Thursday, December 25, 2008

Remembering is Love

I have spent the past 30 years worth of Christmasses in my hometown Cebu. Thirty Christmasses In a 3 house compound lined up in a cozy little street called Sanjercasvil Private Road. But this year is a little bit different. I sit on a bamboo chair at Tita Virgie's lanai and look at Yoya's house just a few steps away almost expecting her to come out of the swing door in her brown Carmelite dress and call out, "Hi Choots!". Her voice full of life. Full of certainty. Full of purpose.

I wonder what makes her passing so different from my Yoyo's. Me and my relatives have contemplated about it a lot but I'm not sure if we really understood it fully. As I move along Christmas day today I stare at the quiet house and remember her presence. I remember how much of it was shared and poured into to every moment we came to visit.

I suppose her that's why her passing aches a little bit more. It's because she always made sure that she was never absent for anything significant in my life.

The memories of Yoya come in waves right now.
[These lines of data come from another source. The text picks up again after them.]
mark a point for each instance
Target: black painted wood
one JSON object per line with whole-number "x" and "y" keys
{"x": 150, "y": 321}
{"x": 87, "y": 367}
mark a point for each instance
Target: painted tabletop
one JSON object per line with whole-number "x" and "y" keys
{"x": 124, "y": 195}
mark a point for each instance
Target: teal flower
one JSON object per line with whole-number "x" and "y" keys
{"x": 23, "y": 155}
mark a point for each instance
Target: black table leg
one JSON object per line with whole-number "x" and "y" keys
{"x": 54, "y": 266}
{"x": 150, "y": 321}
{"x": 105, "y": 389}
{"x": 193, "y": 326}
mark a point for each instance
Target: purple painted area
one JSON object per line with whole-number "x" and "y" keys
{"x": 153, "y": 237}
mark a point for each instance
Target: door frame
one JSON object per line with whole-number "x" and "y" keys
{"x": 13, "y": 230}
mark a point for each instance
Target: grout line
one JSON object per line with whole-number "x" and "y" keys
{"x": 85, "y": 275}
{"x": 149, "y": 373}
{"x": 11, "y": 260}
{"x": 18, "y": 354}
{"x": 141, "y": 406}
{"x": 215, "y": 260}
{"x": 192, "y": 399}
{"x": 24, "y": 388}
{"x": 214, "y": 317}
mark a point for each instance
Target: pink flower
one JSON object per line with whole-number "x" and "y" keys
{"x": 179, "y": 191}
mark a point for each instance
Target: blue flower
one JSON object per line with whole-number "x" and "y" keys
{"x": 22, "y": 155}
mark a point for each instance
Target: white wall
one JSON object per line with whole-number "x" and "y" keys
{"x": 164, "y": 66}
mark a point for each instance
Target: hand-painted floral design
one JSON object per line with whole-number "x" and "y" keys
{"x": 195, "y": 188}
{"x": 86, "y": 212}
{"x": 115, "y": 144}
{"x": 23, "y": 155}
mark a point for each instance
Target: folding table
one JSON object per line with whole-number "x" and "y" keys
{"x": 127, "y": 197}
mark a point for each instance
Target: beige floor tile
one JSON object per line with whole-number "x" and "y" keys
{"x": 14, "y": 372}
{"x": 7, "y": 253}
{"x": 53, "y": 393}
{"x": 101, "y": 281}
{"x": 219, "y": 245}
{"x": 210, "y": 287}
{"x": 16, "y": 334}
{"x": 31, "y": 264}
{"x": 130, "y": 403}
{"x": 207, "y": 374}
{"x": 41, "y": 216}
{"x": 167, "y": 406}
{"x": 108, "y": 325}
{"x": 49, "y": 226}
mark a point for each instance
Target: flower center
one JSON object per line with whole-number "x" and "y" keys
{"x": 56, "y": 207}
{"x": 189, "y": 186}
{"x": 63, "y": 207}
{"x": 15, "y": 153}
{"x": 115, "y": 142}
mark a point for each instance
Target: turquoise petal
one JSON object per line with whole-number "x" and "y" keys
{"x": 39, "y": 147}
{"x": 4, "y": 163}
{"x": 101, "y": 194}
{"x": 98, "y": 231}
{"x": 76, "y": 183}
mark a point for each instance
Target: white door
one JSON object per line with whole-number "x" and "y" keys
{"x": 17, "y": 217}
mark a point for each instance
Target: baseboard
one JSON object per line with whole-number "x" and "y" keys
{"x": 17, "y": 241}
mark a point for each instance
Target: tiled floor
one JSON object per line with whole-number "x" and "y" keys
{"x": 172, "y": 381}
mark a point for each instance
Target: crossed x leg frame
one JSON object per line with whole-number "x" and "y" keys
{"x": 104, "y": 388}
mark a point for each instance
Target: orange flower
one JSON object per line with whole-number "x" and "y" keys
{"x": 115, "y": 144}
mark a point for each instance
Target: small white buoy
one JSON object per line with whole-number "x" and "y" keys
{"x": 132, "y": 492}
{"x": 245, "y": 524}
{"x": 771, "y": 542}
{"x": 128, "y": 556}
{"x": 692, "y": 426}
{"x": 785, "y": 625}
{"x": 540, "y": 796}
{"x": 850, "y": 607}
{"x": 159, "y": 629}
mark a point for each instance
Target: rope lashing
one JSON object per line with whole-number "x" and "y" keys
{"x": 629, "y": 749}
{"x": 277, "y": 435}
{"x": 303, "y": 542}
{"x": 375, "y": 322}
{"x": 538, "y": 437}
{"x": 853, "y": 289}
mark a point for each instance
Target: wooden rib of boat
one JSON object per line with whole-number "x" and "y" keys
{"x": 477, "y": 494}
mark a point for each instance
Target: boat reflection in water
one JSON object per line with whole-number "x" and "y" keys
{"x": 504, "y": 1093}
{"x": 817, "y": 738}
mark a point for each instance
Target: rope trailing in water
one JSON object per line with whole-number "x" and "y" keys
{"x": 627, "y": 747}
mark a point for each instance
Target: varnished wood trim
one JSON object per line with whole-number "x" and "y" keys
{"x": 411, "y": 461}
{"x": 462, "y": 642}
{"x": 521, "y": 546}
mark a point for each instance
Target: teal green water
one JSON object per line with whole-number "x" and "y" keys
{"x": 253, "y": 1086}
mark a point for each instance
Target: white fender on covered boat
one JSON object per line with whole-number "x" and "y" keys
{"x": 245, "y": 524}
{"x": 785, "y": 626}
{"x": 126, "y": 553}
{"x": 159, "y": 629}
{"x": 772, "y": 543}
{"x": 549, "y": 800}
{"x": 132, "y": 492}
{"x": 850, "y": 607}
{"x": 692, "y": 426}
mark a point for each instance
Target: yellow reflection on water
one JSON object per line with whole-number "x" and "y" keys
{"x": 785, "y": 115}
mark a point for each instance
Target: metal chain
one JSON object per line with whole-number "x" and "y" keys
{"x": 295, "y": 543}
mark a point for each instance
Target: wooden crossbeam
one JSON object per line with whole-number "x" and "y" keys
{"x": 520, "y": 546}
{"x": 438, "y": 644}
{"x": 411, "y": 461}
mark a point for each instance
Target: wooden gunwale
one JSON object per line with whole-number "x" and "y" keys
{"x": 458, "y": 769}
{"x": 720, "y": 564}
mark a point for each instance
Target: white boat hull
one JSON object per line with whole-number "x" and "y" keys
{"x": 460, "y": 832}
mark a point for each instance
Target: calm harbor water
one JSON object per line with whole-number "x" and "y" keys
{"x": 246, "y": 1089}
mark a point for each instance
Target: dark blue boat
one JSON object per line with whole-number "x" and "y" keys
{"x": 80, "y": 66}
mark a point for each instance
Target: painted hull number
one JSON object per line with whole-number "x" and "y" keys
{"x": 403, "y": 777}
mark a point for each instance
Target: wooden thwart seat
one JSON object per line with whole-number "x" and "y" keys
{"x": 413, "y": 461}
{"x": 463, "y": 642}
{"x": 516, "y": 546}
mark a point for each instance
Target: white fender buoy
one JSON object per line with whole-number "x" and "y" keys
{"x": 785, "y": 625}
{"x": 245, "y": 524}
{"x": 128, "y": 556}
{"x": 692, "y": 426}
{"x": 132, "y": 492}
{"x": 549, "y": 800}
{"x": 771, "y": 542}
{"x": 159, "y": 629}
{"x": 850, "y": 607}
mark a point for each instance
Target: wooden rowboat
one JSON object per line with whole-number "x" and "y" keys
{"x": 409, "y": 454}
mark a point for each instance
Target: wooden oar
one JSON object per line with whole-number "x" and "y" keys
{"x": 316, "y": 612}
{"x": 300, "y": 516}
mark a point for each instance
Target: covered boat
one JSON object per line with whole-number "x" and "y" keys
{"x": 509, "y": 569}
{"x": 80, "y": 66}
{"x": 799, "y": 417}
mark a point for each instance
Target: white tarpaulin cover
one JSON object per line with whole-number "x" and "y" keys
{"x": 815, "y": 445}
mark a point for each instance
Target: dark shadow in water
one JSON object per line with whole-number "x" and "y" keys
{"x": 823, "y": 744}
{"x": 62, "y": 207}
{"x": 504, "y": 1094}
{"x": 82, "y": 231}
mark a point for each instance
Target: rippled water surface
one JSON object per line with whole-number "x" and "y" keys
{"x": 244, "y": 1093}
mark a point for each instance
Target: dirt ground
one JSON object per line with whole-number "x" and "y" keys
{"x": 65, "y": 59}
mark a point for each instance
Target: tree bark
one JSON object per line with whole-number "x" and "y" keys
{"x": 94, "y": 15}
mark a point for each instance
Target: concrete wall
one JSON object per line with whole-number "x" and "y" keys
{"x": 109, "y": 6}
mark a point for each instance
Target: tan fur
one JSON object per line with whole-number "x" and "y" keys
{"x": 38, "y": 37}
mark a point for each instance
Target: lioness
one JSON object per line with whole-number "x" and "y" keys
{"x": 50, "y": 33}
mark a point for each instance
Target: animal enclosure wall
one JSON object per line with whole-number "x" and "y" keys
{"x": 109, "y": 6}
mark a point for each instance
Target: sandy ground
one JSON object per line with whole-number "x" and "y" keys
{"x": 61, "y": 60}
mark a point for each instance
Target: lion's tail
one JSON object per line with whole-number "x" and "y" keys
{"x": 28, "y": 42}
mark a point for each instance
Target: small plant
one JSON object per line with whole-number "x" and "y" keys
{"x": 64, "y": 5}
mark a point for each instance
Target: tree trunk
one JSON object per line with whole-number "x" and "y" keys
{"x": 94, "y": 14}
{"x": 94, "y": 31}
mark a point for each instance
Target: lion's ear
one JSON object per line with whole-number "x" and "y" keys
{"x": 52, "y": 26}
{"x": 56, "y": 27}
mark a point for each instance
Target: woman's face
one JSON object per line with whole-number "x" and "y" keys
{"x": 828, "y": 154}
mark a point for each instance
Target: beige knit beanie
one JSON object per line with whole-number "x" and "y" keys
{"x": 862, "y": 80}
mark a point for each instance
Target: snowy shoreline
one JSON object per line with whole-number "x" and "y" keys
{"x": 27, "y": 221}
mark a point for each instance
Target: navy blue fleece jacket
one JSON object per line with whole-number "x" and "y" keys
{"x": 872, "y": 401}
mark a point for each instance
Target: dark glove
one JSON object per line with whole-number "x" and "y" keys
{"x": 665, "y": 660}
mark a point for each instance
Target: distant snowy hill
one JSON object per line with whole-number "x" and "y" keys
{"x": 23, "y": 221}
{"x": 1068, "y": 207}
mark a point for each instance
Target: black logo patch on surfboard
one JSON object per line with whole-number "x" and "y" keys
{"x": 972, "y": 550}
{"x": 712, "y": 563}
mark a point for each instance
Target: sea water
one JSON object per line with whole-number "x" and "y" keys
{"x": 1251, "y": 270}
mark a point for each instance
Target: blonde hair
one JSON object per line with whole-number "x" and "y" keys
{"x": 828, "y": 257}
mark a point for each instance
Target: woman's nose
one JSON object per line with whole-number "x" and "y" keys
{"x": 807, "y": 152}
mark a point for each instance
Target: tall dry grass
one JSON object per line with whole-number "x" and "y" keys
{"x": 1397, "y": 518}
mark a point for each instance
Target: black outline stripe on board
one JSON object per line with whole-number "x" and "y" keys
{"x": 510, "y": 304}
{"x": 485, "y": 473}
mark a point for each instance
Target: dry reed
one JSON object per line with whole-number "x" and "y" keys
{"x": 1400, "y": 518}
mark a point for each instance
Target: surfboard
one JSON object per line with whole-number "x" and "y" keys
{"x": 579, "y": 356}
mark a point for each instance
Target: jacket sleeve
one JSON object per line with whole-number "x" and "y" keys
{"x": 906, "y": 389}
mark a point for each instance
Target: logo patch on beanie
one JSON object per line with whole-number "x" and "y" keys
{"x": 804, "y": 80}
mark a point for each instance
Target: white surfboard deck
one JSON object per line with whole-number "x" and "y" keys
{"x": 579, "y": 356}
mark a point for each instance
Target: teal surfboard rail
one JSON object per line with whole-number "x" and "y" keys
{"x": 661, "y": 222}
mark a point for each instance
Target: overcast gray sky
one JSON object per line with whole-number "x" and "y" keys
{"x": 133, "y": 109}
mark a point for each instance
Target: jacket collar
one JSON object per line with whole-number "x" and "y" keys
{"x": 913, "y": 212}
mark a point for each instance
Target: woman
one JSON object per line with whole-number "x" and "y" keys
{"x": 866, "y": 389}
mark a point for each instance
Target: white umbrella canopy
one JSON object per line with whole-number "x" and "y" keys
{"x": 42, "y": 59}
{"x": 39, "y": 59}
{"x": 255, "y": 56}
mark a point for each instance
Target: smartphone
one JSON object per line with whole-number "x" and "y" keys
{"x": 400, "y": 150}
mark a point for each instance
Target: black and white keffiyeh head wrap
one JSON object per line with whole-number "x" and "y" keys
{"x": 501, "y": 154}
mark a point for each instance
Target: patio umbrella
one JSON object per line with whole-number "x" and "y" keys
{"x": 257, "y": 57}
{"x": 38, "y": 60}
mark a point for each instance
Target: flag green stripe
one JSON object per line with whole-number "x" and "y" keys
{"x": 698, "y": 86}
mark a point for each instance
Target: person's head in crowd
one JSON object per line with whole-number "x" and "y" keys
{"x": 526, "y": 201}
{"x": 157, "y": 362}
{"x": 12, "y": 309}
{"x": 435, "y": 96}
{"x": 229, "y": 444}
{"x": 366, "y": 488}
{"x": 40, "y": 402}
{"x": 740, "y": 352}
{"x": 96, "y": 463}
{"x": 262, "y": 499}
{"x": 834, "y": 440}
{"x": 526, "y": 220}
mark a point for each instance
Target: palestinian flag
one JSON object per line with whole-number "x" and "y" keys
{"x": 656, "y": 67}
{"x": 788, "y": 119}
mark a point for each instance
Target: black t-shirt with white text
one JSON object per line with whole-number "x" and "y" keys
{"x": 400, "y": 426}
The most recent one I remember was when she attended my Life in the Spirit Seminar sharing in August of last year. I remember finishing my testimony in tears. Welcomed by the hugs of family and friends. And there silently standing to wait for me to reach her was my grandmother. A proud smile on her lips. A certain twinkle in her eye. She hugged me and said in her most certain voice, "I love you Choots."

I don't know why out of all the memories I have of her, this is what surfaces today. It's not that easy to find the words nor to make sense of it all. But in a silent melancholy way, today I remember how much I am loved.


1 comment:

jang said...

Thanks for sharing this with us K. I think your Yoya also wants you to always have that memory of her loving you.